During the years that Crown served on the Risk Committee at JPMorgan Chase, the bank was engaged in a major lending operation with his company, Henry Crown and Company. The details of that specific loan were not disclosed in the bank’s proxy statement.

The loan involved the 2017 purchase of Intrawest Resorts Holdings and Mammoth Resorts by a joint venture formed by an affiliate of KSL Capital Partners and Henry Crown and Company – the largest deal in ski resort history according to the Denver Post. In 2018 the resulting company was named Alterra Mountain Company. The company’s press release indicated that “The destinations that make up Alterra Mountain Company are spread throughout five states and three Canadian provinces: Steamboat and Winter Park in Colorado; Squaw Valley Alpine Meadows, Mammoth Mountain, June Mountain and Big Bear Mountain Resort in California; Stratton in Vermont; Snowshoe in West Virginia; Tremblant in Quebec; Blue Mountain in Ontario; Deer Valley in Utah; and CMH Heli-Skiing and Summer Adventures in British Columbia.”

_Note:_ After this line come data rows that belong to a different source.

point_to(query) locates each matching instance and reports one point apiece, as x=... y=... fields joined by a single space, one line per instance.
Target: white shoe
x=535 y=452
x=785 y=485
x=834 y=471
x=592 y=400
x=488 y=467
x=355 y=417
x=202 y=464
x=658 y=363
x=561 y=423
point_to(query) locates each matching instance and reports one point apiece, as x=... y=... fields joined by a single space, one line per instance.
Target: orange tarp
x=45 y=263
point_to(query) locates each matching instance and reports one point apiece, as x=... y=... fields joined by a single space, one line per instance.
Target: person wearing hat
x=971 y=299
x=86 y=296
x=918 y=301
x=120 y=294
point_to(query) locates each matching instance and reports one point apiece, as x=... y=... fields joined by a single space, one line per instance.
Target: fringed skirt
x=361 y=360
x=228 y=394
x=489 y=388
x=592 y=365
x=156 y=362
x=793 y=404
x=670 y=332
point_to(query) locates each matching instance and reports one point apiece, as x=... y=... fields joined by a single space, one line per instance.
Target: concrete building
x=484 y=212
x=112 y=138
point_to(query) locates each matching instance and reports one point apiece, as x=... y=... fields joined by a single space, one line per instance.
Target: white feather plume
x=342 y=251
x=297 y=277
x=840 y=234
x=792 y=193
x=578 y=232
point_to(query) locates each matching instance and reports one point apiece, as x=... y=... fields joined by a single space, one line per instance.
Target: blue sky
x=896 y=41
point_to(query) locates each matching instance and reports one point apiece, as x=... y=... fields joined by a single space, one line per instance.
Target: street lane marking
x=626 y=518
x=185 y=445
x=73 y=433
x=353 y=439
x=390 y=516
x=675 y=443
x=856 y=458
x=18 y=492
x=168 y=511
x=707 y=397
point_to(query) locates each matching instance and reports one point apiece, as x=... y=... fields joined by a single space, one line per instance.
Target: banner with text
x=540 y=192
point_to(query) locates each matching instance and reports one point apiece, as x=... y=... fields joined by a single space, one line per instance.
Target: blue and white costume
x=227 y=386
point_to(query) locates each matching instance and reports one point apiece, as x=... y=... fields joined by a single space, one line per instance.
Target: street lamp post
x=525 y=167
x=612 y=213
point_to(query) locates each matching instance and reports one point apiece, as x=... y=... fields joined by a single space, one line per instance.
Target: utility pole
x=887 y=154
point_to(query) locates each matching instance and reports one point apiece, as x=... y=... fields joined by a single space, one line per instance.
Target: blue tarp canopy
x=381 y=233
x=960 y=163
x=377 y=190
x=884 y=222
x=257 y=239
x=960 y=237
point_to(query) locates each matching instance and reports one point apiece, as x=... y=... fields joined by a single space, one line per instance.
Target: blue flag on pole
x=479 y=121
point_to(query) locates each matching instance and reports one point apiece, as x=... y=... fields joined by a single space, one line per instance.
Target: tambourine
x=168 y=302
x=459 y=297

According to an SEC filing, “The Company [Intrawest] also received draft equity commitment and limited guaranty letters from KSL Capital Partners and Crown, and a draft debt commitment letter from JPMorgan Chase Bank, N.A. (‘JPM’) relating to Parent’s bid.” The ‘Parent’ is Hawk Holding Company, made up of KSL Capital and Henry Crown and Company interests. The SEC filing goes on to note that JPMorgan Chase is one of a syndicate of banks that have “committed to provide a $1.235 billion first lien secured term loan facility, a $196.25 million senior secured revolving credit facility, and a $365 million second lien secured term loan facility, of which $640 million of the loans under the first lien secured term loan facility, $190 million of the loans under the second lien secured term loan facility, and a portion of the commitments under the senior secured revolving credit facility, will be available on the closing date to finance the Transactions….”

Under the corporate governance statute covering “Director Independence,” 17 CFR § 229.407 Item 407, the Instruction to Item 407(a) reads: “The description of the specific categories or types of transactions, relationships or arrangements required by paragraph (a)(3) of this Item must be provided in such detail as is necessary to fully describe the nature of the transactions, relationships or arrangements.” (Italic emphasis added.)

In the case of little EagleBank, the Fed banned its former Chairman and CEO for life from the banking industry over $100 million in undisclosed loans. But in the case of JPMorgan Chase, the largest bank in the United States, the Fed has left the same Chairman and CEO, Jamie Dimon, in place through an unprecedented string of five criminal felony counts and the failure to report loans totaling $1.8 billion tied to a member of its Board of Directors – a Director that the bank calls “independent.”

We’re sending this article along to the Justice Department to test Attorney General Merrick Garland’s recent pronouncement that his Justice Department will operate “without fear or favor.”